John Dingell (D-MI), chairman of the House Energy and Commerce Committee and usually a vociferous trade hawk, doesn't think so. Last Friday, he sent a letter to Michael Leavitt, the head of the Health and Human Services department (the FDA's parent agency), demanding to know why the FDA never cracked down on ads for the anti-anemia drugs Procrit and Aranesp, which claim to make their users ready for chemotherapy because they make patients feel better.
The problem with that claim is that the FDA has never approved the drugs for that purpose. Every time oncologists used them to raise red blood cell counts above the FDA-approved level for correcting anemia (about 90 percent of normal), they were prescribing them "off label." You can't advertise a drug for other than its approved purpose -- at least I always thought that was the case. So weren't all those ads, ipso facto, illegal?
Hundreds of thousands of cancer patients were given these drugs off-label. Hundreds, perhaps thousands, died unnecessarily because of what we now know to be their dangerous side effects: when used to raise red blood cell counts to near normal levels, they raise the incidence of sudden death from heart attacks, strokes and other cardiovascular events.

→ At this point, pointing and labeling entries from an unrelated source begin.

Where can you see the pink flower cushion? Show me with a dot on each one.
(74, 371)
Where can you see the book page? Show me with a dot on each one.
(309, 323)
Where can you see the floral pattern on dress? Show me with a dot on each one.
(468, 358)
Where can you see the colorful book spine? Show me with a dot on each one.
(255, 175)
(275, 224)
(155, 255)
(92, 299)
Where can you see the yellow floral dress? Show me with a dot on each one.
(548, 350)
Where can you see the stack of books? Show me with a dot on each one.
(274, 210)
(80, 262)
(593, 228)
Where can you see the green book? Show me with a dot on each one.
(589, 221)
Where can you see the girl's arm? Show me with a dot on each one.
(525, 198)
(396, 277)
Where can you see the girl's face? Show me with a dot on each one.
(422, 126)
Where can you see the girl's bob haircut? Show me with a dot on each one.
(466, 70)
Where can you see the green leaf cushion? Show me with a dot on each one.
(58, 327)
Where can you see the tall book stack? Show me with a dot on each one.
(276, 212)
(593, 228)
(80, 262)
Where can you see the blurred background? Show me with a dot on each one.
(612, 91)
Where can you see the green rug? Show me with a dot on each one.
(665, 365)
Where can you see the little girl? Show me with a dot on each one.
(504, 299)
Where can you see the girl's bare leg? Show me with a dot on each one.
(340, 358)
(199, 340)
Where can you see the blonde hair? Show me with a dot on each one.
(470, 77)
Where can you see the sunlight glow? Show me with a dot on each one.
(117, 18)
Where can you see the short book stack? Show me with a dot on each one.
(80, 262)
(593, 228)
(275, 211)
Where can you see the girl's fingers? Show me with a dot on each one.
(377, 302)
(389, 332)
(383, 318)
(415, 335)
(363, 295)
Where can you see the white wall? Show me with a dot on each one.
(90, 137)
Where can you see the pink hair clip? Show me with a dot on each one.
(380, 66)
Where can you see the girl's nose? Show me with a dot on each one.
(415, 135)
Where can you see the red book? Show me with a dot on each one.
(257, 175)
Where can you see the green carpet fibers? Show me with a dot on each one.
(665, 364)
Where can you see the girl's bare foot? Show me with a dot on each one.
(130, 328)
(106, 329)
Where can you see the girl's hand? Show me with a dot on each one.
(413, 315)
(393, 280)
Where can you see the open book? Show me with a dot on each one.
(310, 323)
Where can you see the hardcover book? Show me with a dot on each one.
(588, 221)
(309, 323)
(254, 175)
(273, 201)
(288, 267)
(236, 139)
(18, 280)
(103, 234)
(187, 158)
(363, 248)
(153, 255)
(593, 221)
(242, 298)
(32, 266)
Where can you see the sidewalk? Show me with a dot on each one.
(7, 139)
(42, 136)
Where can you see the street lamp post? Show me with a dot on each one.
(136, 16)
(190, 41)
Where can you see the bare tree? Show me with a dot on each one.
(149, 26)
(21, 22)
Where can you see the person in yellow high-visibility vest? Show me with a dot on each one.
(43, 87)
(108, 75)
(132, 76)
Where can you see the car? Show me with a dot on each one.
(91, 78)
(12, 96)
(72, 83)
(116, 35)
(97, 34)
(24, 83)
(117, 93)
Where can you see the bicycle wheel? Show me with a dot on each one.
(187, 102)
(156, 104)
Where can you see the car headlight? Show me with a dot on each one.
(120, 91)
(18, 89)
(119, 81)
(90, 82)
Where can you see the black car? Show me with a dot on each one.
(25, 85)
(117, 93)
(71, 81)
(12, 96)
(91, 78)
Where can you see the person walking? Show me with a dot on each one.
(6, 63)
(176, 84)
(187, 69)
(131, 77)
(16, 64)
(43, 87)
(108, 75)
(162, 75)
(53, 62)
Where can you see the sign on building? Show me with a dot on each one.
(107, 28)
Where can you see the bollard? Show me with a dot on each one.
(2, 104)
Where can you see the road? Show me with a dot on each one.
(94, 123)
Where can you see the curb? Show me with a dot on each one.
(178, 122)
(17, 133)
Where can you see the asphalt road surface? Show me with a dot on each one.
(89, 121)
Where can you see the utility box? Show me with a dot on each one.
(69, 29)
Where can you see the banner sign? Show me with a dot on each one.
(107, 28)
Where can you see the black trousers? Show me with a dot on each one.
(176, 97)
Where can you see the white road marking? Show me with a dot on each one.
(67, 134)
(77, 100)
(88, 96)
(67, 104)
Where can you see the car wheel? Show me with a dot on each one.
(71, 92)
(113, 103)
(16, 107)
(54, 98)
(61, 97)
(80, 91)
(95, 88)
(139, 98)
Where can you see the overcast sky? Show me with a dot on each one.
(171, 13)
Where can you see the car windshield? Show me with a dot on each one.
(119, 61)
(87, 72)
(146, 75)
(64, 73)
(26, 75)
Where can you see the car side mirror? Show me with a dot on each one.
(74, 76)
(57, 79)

Dingell is seeking all correspondence between the FDA and the companies regarding oversight of the ads. What if the agency responds that it has nothing to send to the inquiring House investigators? If you think the FDA is short-staffed for monitoring imports, do a head count over in the office that monitors DTC ads.
It will be interesting to see what the House Energy and Commerce committee does when it marks up the FDA reform bill, starting tomorrow. The drug industry and its allies in the broadcast and print media industries have been engaged in a full court press to avoid further restrictions on direct-to-consumer ads. They won in the Senate. Will they get away with it in the House, too?